Selon vous, ce manque de nuances peut nous amener à être en « porte-à-faux avec la réalité. » Que voulez-vous dire par là ? Pouvez-vous nous aider à identifier ces situations de la vie dans lesquelles cela nous arrive ?
Le monde est fait de nuances, et une vision dichotomique des choses nous met nécessairement en porte-à-faux avec la réalité – et celle-ci ne manque pas de se rappeler régulièrement à nous.
Comment répondre habilement à ce que nous vivons si nous suivons aveuglément des pensées inopérantes ?
Aujourd’hui, nous adhérons volontiers à l’idée que tout est – ou doit être – sous contrôle et que le moindre inconfort est anormal. Il suffit d’observer nos réactions face à l’adversité pour voir à quel point nous méconnaissons la notion d’acceptation. Les tracas du quotidien sont un bon exemple : les retards de train, les aléas de la météo, les pannes d’électricité, etc. Pourtant, nous savons bien au fond de nous qu’il existe une différence entre « contrôler » et « agir sur ».
Dans votre ouvrage, vous évoquez 15 distinctions essentielles telles que « égoïsme » et « prendre soin de soi », « tristesse » et « dépression », « acceptation » et « résignation », « religion » et « spiritualité » etc. Comment avez-vous sélectionné ces distinctions ?
Il s’agit des distinctions qui me semblent les plus immédiates, non seulement dans un contexte de soins, mais aussi et plus largement dans une perspective d’accomplissement de soi. Elles résultent de mon expérience à la fois en tant que clinicien et qu’être humain.
Remettre de la nuance, c’est renouer avec notre esprit critique et quelque part nous plonger dans un inconfort. En tant que psychiatre et psychothérapeute (ACT & TCC), quels conseils pourriez-vous nous donner pour accueillir cet « inconfort de la nuance » ?

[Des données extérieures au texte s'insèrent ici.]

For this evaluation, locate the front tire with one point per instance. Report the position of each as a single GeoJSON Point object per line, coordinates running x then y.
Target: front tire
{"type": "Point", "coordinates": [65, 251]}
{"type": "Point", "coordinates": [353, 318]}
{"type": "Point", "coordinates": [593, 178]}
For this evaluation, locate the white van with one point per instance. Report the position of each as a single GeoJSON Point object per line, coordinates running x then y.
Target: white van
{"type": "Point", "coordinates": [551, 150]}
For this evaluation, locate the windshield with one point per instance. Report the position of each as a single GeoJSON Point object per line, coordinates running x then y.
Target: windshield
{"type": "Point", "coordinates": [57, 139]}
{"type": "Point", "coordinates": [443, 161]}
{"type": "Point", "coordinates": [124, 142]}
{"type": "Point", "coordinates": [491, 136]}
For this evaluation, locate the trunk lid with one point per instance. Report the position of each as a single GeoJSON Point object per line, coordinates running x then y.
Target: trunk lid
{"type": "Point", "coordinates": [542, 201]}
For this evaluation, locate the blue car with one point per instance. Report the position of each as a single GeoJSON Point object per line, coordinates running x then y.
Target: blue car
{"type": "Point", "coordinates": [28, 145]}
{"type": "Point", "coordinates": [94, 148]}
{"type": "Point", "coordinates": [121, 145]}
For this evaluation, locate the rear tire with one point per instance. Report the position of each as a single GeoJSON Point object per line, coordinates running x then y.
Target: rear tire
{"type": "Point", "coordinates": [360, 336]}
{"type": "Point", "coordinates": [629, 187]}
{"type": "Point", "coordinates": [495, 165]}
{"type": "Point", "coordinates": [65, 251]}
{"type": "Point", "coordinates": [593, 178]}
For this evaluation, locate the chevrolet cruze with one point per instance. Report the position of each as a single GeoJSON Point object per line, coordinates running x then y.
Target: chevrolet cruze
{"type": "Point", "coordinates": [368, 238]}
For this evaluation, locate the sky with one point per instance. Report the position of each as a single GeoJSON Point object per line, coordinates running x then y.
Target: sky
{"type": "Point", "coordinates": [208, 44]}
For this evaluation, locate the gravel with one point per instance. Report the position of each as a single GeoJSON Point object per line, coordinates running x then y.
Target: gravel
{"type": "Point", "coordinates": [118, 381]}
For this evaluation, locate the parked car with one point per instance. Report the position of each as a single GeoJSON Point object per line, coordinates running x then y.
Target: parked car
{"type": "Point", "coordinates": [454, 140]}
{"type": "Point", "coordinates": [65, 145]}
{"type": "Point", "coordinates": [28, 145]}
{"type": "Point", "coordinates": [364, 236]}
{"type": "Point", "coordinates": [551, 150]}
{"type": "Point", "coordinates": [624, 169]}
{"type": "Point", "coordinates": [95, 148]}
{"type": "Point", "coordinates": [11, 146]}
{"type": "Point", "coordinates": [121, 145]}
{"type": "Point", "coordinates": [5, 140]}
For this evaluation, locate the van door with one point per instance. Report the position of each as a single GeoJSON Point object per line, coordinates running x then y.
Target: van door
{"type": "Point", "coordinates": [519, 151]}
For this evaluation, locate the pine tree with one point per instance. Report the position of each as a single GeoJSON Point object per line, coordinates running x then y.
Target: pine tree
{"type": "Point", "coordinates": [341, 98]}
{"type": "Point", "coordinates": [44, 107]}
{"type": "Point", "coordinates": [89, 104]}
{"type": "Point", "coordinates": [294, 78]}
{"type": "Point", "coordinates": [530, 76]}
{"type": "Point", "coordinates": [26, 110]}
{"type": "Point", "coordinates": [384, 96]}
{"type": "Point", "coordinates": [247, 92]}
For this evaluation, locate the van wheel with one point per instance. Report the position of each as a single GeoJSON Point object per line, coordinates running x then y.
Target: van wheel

La première chose est déjà de considérer qu’il existe une différence entre le bonheur et le confort. Lorsque nous serons sur notre lit de mort, qu’est-ce qui nous donnera le sentiment d’avoir eu une vie qui méritait d’être vécue ? Certainement pas de l’avoir traversée au chaud sur un canapé bien moelleux !
Avancer sur le chemin d’une vie qui a du sens implique que l’on soit en mesure d’embrasser une dose incompressible d’inconfort.
Comment votre livre peut-il aider les lecteurs à sortir du « brouillard mental » et avancer sur le chemin d’une vie qui a du sens ?
En commençant par remettre nos pensées à leur place. C’est la première distinction que j’aborde dans mon livre : les pensées ne sont pas la réalité. Nous sommes tellement habitués au bavardage permanent de notre esprit que nous ne le percevons plus, raison pour laquelle nous confondons souvent nos pensées avec la réalité. J’aborde dans mon livre 15 distinctions dans un ordre qui suit une progression logique, depuis les éléments de base pour comprendre le fonctionnement de l’esprit jusqu’à des considérations existentielles, en passant par la connaissance de soi, ainsi que des règles incontournables pour gérer au mieux notre rapport au monde et aux autres.
Quel message essentiel souhaiteriez-vous que les lecteurs retiennent après avoir lu « Nuances » ?
Habiter au mieux notre vie passe par notre capacité à regarder la réalité bien en face, à embrasser l’inconfort que cette réalité suscite en nous, à faire ce qu’il y a à a faire, et à continuer d’avancer – du mieux possible, dans la réalité du moment – en direction de ce qui est important pour nous. Un message simple, mais qui constitue le travail de toute une vie, et qui peut être résumé en trois mots : présence, acceptation, engagement.